I had wondered about his apparent bachelorhood.

“—because to be rudely frank, I do not think they would be happy or safe in the United States on account of their color. Besides these expenses I make personal contributions for the assistance of black men who are—how shall we say it?—unhappily circumstanced in your country, for I have found the official allotment is never enough. Now I have been indiscreet; you know state secrets. Why do I tell you this? Because, my friend, I should like to help. Alas, I cannot offer money. But this I can do, if it will not offend your pride: I suggest you live here—it will be no more uncomfortable than the arrangements you have described in the store—and attend one of the colleges of the city. A medal or an order from the Haitian government judiciously conferred on an eminent educator—decorations cut so nicely across color lines, perhaps because they don’t show their origin to the uninitiated— should take care of tuition fees. What do you say?”

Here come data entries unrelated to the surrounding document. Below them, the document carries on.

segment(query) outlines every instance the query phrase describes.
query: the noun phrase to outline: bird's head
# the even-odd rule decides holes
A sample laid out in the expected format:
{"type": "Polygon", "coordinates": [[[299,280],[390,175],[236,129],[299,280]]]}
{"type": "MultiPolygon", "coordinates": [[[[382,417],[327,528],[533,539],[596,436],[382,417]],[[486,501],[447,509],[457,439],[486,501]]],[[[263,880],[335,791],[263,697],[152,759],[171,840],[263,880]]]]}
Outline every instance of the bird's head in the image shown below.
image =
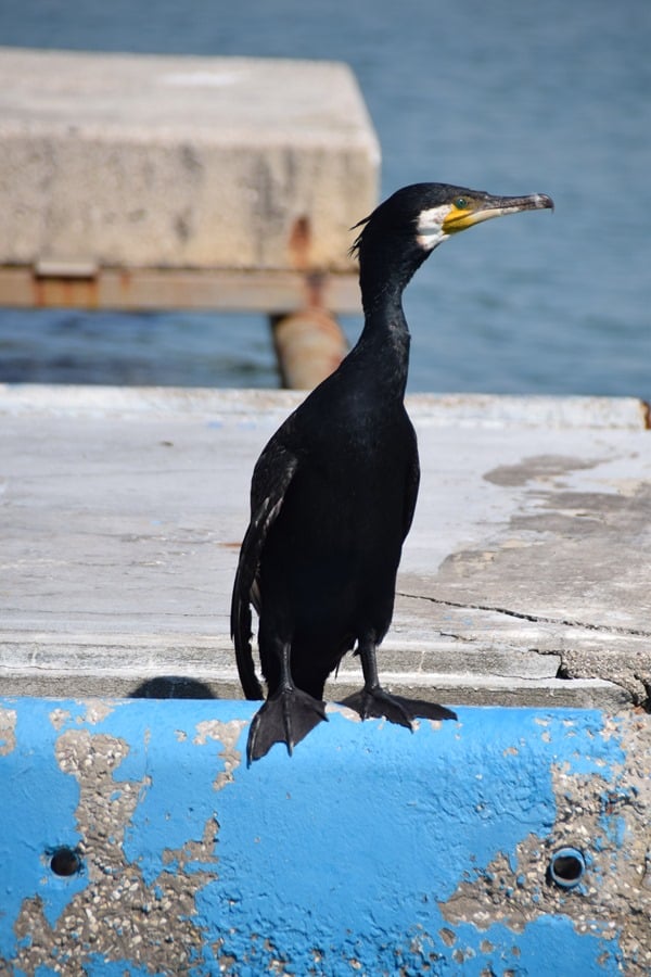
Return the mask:
{"type": "Polygon", "coordinates": [[[506,214],[553,207],[544,193],[528,196],[493,196],[483,190],[448,183],[413,183],[381,203],[356,227],[361,231],[352,253],[360,261],[378,246],[412,250],[418,264],[450,234],[506,214]],[[418,255],[420,252],[420,255],[418,255]]]}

What could I say? That I did not deserve his generosity? The statement would be meaningless, a catchphrase, unless I explained that I’d not been open with him, and now even less than before was I able to do this. Or could I say that bare minutes earlier I had thought enviously and spitefully of him? Wretched and happy, I mumbled incoherent thanks, began a number of sentences and left them unfinished, lapsed into dazed silence.

But the newly opened prospect cut through my introspection and scattered my self-reproaches. The future was too exciting to dwell in any other time; in a moment we were both sketching rapid plans and supplementing each other’s designs with revisions of our own. Words tumbled out; ideas were caught in midexpression. We decided, we reconsidered, we returned to the first decisions.

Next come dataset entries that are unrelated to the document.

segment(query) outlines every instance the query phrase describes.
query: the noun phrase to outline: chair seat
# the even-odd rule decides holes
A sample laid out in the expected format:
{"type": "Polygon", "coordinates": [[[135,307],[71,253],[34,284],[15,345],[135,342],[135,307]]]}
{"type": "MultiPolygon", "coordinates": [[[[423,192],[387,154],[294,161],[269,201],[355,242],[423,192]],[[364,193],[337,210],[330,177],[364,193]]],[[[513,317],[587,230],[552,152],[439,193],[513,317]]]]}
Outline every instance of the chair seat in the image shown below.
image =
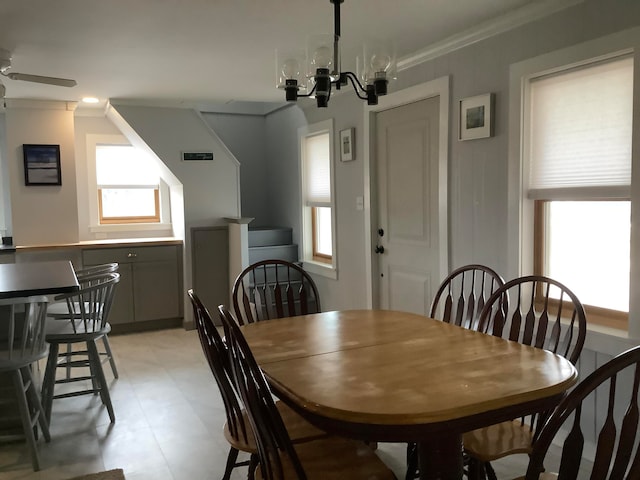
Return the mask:
{"type": "MultiPolygon", "coordinates": [[[[395,480],[393,472],[363,442],[329,437],[294,445],[308,480],[395,480]]],[[[287,458],[282,458],[283,480],[298,476],[287,458]]],[[[260,467],[256,480],[263,478],[260,467]]]]}
{"type": "MultiPolygon", "coordinates": [[[[513,480],[524,480],[524,477],[514,478],[513,480]]],[[[558,480],[557,473],[541,473],[538,480],[558,480]]]]}
{"type": "Polygon", "coordinates": [[[482,462],[516,453],[531,453],[533,431],[520,420],[513,420],[479,428],[462,436],[467,453],[482,462]]]}
{"type": "MultiPolygon", "coordinates": [[[[280,416],[282,417],[282,420],[287,427],[287,431],[289,432],[289,436],[291,437],[293,443],[307,442],[329,436],[327,432],[324,432],[323,430],[320,430],[319,428],[311,425],[285,403],[277,401],[276,408],[278,409],[278,412],[280,412],[280,416]]],[[[233,448],[236,448],[243,452],[256,453],[257,447],[255,437],[253,436],[253,432],[251,431],[251,425],[249,423],[249,418],[247,417],[247,412],[245,410],[242,411],[242,421],[244,422],[247,432],[246,442],[243,438],[233,438],[233,435],[231,435],[229,426],[226,422],[224,424],[224,438],[227,439],[227,442],[229,442],[229,445],[231,445],[233,448]]]]}
{"type": "Polygon", "coordinates": [[[111,325],[107,322],[103,328],[96,331],[87,331],[85,325],[81,321],[76,321],[76,329],[74,331],[71,320],[63,322],[60,320],[47,320],[45,336],[47,342],[56,343],[78,343],[87,340],[95,340],[111,331],[111,325]]]}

I was to give Tyss two weeks’ notice despite the original agreement making such nicety superfluous; Enfandin was to discuss matriculation with a professor he knew. My employer raised a quizzical eyebrow at my information.

“Ah, Hodgins, you see how neatly the script works out. Nothing left to chance or choice. If you hadn’t been relieved of your trifling capital by a man of enterprise whose methods were more successful than subtle, you might have fumbled at the edge of the academic world for four years and then, having substituted a wad of unrelated facts for common sense and whatever ability to think you may have possessed, fumbled for the rest of your life at the edge of the economic world. You wouldn’t have met George Pondible or gotten here where you could discover your own mind without adjustment to a professorial iron maiden.”